Random links of the hour

First, an interesting article from the Telegraph, dating from back in May, which I’ve only read recently. Apparently, the United States had ordered some $400 million of weapons and ammunition from Russia (!) to equip Hamid Karzai’s army:

Pentagon chiefs have asked arms suppliers for a quote on a vast amount of ordnance, including more than 78 million rounds of AK47 ammunition, 100,000 rocket-propelled grenades and 12,000 tank shells - equivalent to about 15 times the British Army’s annual requirements.

I suppose that given the choice between refitting the Afghan army to NATO standards, increasing American troop presence to combat increasing Taliban activity, and placing a massive order with Rosoboronexport, the Pentagon decided that the latter was the least painful option. The size of the order, apparently, caused a notable rise in the market price of the 7.62×39 ammunition.
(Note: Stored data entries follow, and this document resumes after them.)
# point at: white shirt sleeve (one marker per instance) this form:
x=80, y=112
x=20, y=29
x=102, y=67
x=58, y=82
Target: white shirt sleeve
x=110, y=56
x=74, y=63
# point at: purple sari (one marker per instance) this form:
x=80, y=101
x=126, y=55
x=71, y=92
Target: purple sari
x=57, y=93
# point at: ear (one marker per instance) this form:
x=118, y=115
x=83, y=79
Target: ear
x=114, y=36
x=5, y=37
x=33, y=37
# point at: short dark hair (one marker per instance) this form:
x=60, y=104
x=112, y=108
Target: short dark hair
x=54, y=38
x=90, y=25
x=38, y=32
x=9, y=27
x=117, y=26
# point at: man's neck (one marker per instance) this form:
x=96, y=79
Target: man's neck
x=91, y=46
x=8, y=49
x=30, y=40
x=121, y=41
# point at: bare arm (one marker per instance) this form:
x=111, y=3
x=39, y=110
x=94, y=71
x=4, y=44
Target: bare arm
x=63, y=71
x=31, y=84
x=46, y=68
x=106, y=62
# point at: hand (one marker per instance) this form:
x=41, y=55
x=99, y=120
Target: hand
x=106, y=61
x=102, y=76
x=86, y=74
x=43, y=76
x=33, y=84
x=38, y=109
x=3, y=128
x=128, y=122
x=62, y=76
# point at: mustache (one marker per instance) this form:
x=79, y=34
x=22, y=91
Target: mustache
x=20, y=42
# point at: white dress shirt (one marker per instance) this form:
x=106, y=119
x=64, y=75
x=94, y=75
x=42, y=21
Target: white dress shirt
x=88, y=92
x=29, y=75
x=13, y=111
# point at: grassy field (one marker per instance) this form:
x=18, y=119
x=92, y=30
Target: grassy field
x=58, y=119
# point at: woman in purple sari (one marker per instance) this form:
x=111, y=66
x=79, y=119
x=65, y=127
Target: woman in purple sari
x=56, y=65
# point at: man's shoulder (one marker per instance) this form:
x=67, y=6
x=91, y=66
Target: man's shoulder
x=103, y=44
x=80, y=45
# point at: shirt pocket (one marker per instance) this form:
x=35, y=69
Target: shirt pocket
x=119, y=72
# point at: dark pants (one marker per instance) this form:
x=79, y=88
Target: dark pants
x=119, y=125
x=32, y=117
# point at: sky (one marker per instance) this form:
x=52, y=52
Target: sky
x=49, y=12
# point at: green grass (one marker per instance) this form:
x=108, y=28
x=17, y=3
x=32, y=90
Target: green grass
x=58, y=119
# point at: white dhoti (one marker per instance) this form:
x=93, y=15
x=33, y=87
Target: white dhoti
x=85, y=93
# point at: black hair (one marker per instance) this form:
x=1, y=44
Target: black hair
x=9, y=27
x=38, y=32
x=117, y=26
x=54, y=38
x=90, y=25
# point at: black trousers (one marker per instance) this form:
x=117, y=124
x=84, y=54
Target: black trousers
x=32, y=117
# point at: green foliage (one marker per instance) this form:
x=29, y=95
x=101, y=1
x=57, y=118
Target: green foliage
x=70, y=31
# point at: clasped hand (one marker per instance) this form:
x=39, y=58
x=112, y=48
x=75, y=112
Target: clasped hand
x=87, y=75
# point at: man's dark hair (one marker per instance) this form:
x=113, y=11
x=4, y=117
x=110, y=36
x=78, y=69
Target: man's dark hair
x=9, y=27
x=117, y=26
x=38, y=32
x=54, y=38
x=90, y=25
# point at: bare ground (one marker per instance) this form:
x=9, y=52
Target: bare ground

The BBC has a pair of stories about the experiences of two families, Sunni and Shia, displaced by the fighting in Baghdad. I am wondering how the neocons sleep at night…

Jumping to a totally unrelated subject: Firefox 3 alphas are out, and the Mozilla hackers have started working on Gecko 2, which presumably will be the basis for Firefox 4. It looks like they are planning to integrate Adobe’s recently-opensourced JIT javascript engine, reduce unnecessary uses of XPCOM, and finally break some of the more braindead Mozilla APIs.

Beyond3D has a fascinating article about John Carmack’s legendary InvSqrt() function. Apparently Carmack got it from some of the Indy-era SGI hackers. I have always been amazed by the quality of the graphics that the (by all measures horribly slow) Indy hardware was capable of displaying. The answer seems to be that SGI had a team of genius coders.

Finally, for your reading pleasures, two classic examples of interwebs horror: Ted’s Caving Page and the Dionaea House.